Singapore International Mediation Centre (SIMC) is an independent not-for-profit organisation in Singapore providing mediation services, through its panel of international mediators, to parties wishing to resolve their cross-border commercial disputes amicably. The centre is housed at Maxwell Chambers.

A working group, co-chaired by Edwin Glasgow CBE QC and George Lim SC, was set up in April 2013 by the Chief Justice of Singapore Sundaresh Menon and the Ministry of Law to assess and make recommendations on how to develop Singapore as a centre for international commercial mediation. In its report, the working group recognised the need for enhanced and sophisticated dispute resolution services for cross-border disputes to support the rise in trade and investment in Asia. The working group made various recommendations, including the establishment of an international mediation service provider offering a panel of international mediators and experts as well as user-centric products and services. This resulted in the establishment of SIMC, which was officially launched in November 2014 by the Chief Justice of Singapore and the Minister of Law, K Shanmugam.

SIMC complements the Singapore International Arbitration Centre (SIAC) and Singapore International Commercial Court (SICC); these three entities are designed to provide a full suite of dispute resolution options for parties involved in cross-border disputes. For instance, SIMC and SIAC administer the "Arb-Med-Arb" protocol, which allows a party to begin arbitration under SIAC before proceeding to mediation under SIMC. The aim is to allow settlements reached at mediation to be recorded as enforceable consent awards. Parties can avail themselves of the protocol by incorporating a model clause into their contracts.

SIMC maintains a panel of around 70 international mediators from 14 jurisdictions. They are certified by the Singapore International Mediation Institute, which acts as the professional standards body for mediation in Singapore. SIMC's panel of mediators include Singapore's Ambassador-at-Large Tommy Koh and William Ury. SIMC also maintains a panel of technical experts to assist in mediations involving specialised issues.
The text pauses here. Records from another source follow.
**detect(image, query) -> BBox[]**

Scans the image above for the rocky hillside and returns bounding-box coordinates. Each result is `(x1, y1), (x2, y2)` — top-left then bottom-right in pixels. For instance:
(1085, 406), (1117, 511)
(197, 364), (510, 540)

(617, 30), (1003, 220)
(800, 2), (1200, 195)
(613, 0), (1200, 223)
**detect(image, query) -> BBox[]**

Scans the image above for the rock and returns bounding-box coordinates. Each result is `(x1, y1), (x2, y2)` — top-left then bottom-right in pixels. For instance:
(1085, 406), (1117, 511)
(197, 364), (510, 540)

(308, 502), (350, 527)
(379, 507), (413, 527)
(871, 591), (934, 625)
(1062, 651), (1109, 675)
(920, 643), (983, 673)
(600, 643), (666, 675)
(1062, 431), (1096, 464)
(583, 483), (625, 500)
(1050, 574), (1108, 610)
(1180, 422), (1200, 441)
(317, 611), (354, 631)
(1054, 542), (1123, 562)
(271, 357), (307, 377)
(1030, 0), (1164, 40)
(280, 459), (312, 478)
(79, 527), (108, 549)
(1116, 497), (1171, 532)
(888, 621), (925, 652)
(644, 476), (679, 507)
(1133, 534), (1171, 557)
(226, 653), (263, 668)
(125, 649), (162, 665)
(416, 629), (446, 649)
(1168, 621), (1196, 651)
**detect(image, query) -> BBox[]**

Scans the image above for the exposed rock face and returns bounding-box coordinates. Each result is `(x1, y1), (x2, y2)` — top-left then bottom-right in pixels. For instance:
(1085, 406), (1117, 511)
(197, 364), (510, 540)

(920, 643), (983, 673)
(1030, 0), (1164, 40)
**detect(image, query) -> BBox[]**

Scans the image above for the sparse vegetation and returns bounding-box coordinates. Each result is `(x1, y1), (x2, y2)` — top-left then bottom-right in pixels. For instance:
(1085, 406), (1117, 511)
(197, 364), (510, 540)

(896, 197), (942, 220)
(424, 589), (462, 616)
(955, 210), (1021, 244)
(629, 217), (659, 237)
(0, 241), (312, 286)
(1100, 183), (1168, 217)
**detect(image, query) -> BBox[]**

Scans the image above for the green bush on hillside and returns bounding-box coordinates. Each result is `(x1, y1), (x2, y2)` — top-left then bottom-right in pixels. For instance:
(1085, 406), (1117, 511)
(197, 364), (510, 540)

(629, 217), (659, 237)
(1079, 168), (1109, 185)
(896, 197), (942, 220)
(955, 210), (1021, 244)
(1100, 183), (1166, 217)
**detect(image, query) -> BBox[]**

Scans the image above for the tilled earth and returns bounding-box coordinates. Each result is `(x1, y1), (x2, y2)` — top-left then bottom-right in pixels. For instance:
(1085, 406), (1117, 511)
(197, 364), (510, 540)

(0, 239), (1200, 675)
In July 2018, the United Nations Commission on International Trade Law concluded the Singapore Convention on Mediation, a treaty that makes it easier for businesses to enforce mediated settlement agreements across international borders. Formally known as the United Nations Convention on International Settlement Agreements Resulting from Mediation, the Singapore Convention was adopted on 20 December 2018 and opened for signature on 7 August 2019. It was signed by 46 countries on that day, the highest number of "first day" signatories for an UNCITRAL Convention.